[quote=474069:@Andy Broughton]No doubt.
However, I’m not sure how that would lead to an understanding of the Xojo syntax and functionality, especially since the VB.NET version returns the random port. My real problem I think is my inexperience with Xojo.[/quote]
Sorry but I am with Maurizio on this. The real problem is not Xojo or vb .net but rather (being cynical) the propensity of software developers to skip the TCP primer and wade into network applications. There are many issues with Xojo’s network classes but this is not one of them.
The Xojo TCP socket class is essentially a wrapper around the Berkeley Sockets API used to build the underlying OS and the functionality is similar. The VB .NET implementation appears to be abstracted a little further (for better or worse) but depends on the very same underlying API.
What you are calling a ‘random port’ is not random at all.
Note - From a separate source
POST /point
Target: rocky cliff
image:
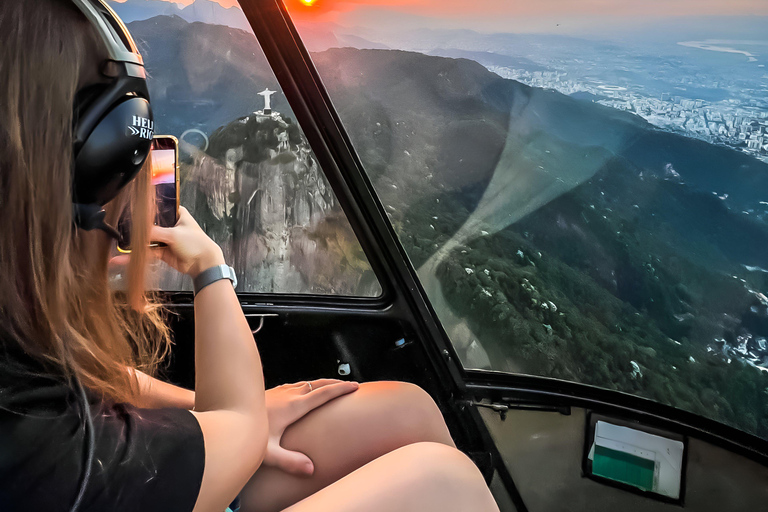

Within the UDP and TCP protocols a port address may be ‘reserved,’ it may be ‘well known,’ it may be ‘ephemeral,’ but it must never be ‘random.’
To answer your question, consider the empirical assertion.
All TCP packets destined for a web server application must have 80 in the destination port field, regardless of the originating web browser. All packets sent from a web server must therefore have 80 in the source port field, regardless of the port in the destination field.
From the assertion we may infer. i) There are two sockets involved in a TCP conversation. ii) One socket is bound to your application (local). iii) The other socket is bound to a different application that may be on a different device (remote). iv) One socket’s port address is and must be known before a connection can be established. v) The other socket’s port address may not be known before a connection is established.
When you are looking at a web server process, and see a port address that is a large number, you may deduce that the port address you are looking at is not the local port address, within the ‘well known’ ports range. The large number is probably within the ‘ephemeral’ range and is probably the remote port address of a connected web browser.
Sure enough, when I take a look at your vb .net code, at line #13 I find the local port address is 50000. On line #28 I find the code refers to LANClient.Client.RemoteEndPoint, the remote port address.
The vb .net and Xojo socket interfaces are behaving the same way (because they have to) but you have incorrectly assumed you are looking at the same socket property, which you are not. Xojo’s TCPSocket.Port refers to the local port address; embedded in the source port field of the TCP packet headers your application writes to the wire. The vb .net Client.RemoteEndPoint refers to the remote port address; embedded in the source port field of the TCP packet headers your application reads from the wire.